Kemarin saya silaturahim ke kantor salah satu mitra developer Khadeeja Property di Depok. Berdua aja sama anak gadis, saya putuskan naik KRL dan ojek.
Turun di Stasiun Pondok Cina. Rasanya baru kali ini deh saya turun di situ. Beberapa kali ke Depok, kalau nggak Stasiun Depok Baru, Depok Lama ya UI.
Orang yang terbiasa stay di sekitaran stasiun pasti jeli ngeliat kalo tatapan saya waspada bangetvliat kanan-kiri, khas orang baru. Kayanya seperti inilah tatapan seorang driver ojol yang mangkal di dekat stasiun.
Saat saya jalan ke pangkalan ojol, karena seperti biasa nggak boleh naik tepat di stasiunnya, seorang driver berseragam hijau menghampiri.
"Ummi, sudah dapat ojek?" Sopan ia bertanya.
"Belum, baru mau pesan."
"Sama saya aja ya, Ummi?"
"Oh boleh, bisa langsung di-pick di aplikasi ya?"
"Enggak Ummi, gak usah pake aplikasi. Coba klik di situ aja alamatnya, nanti ngikut situ ongkosnya."
Alarm saya mulai bunyi, be careful, gak ada bukti, kalo kenapa-kenapa gak aman!
Udah mau nolak, tapi begitu dia bilang, "Bismillah Jumat berkah, dari pagi sepi banget."

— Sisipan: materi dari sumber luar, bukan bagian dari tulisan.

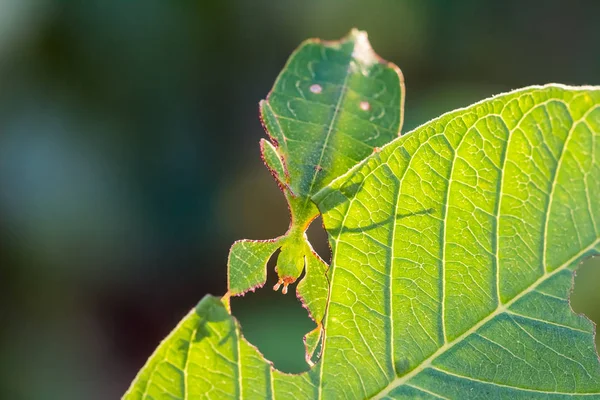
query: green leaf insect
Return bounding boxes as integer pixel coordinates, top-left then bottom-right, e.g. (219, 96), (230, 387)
(228, 30), (404, 363)
(124, 32), (600, 400)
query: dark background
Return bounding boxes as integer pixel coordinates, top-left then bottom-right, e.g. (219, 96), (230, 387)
(0, 0), (600, 400)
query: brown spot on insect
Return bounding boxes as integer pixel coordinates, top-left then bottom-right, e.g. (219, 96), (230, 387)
(273, 276), (296, 294)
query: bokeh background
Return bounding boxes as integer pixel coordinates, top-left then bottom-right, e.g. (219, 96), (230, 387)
(0, 0), (600, 400)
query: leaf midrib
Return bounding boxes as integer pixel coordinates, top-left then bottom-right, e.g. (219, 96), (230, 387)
(371, 238), (600, 400)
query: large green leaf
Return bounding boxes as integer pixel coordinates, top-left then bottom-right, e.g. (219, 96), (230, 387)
(125, 85), (600, 399)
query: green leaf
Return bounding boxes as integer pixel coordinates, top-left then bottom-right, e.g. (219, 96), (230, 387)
(125, 85), (600, 399)
(228, 30), (404, 350)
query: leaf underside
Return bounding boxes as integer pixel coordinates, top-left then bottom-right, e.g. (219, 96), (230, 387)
(125, 85), (600, 399)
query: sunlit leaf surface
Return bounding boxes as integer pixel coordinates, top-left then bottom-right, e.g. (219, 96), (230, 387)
(125, 85), (600, 399)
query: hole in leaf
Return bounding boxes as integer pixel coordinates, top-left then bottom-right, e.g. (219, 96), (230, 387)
(231, 251), (315, 373)
(306, 216), (331, 264)
(571, 257), (600, 348)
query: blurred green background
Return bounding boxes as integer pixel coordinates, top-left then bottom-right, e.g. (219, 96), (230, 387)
(0, 0), (600, 400)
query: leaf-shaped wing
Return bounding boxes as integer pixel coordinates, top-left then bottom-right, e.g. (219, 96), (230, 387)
(228, 30), (404, 359)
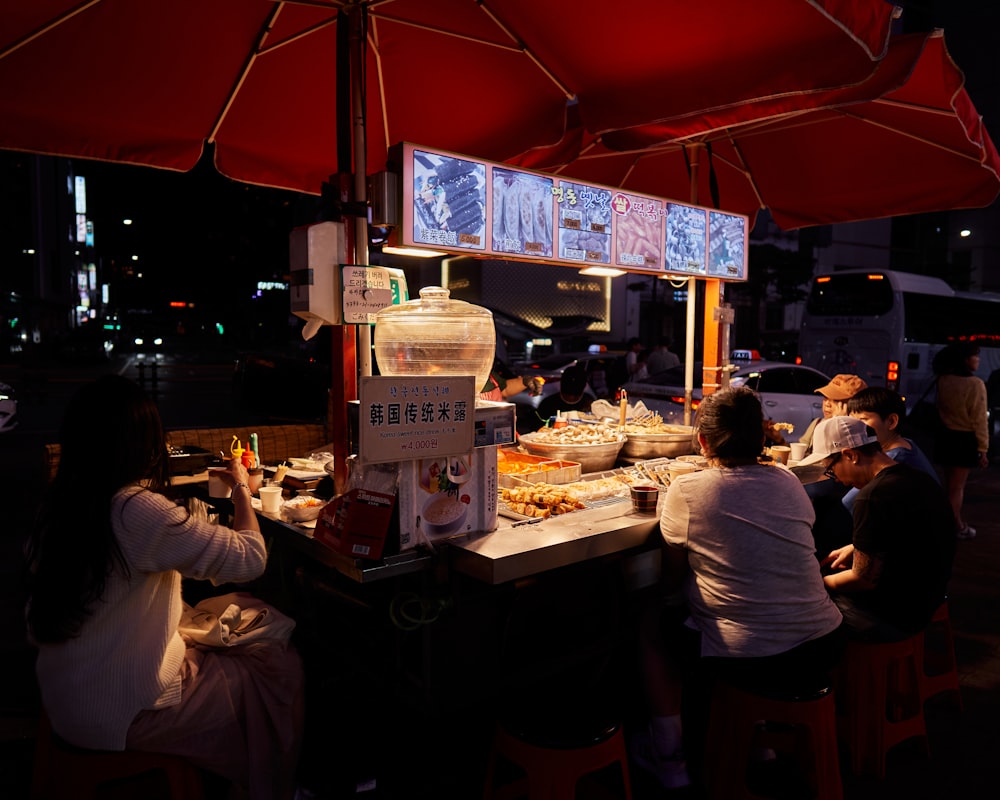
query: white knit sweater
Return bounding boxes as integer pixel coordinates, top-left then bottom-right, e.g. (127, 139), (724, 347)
(36, 486), (267, 750)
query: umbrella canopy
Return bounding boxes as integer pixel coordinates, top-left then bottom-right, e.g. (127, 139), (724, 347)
(0, 0), (894, 193)
(514, 31), (1000, 230)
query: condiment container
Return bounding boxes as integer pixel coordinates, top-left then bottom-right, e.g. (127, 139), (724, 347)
(373, 286), (496, 390)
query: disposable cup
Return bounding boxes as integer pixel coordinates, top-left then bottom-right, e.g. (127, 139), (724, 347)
(631, 485), (660, 514)
(260, 486), (281, 514)
(771, 444), (792, 464)
(208, 467), (233, 497)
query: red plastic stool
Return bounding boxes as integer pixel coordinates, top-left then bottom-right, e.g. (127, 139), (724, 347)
(705, 682), (844, 800)
(837, 634), (930, 778)
(483, 723), (632, 800)
(31, 713), (204, 800)
(917, 600), (962, 709)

Pertahanan luluh. Kasian. Iya emang selemah itu saya kalo urusan perut orang lain.
Liat aplikasi, tujuan saya Jl. Juanda Depok, sekitar 20rban, baik yang ekonomis maupun reguler. Abangnya ambil tarif reguler. Ok deal!
Di tengah jalan dia izin isi bensin dulu. Saya iyain aja, meski ketar-ketir, nyampe gak ya? Lima menit lagi jam 2. Mana SPBU penuh pula. Tapi bismillah deh, lagi ikhtiar memudahkan urusan orang. Semoga Allah juga mudahkan urusan saya.
Dasar saya kepo ya, nanya lah, "Bang, kok gak mau pakai aplikasi? Lagi kena suspend kah?"
"Alhamdulillah nggak, Ummi."
Lah iya, si Abang ini manggilnya Ummi bukan Ibu, mungkin panggilan khas dia ke tiap ibu-ibu berhijab.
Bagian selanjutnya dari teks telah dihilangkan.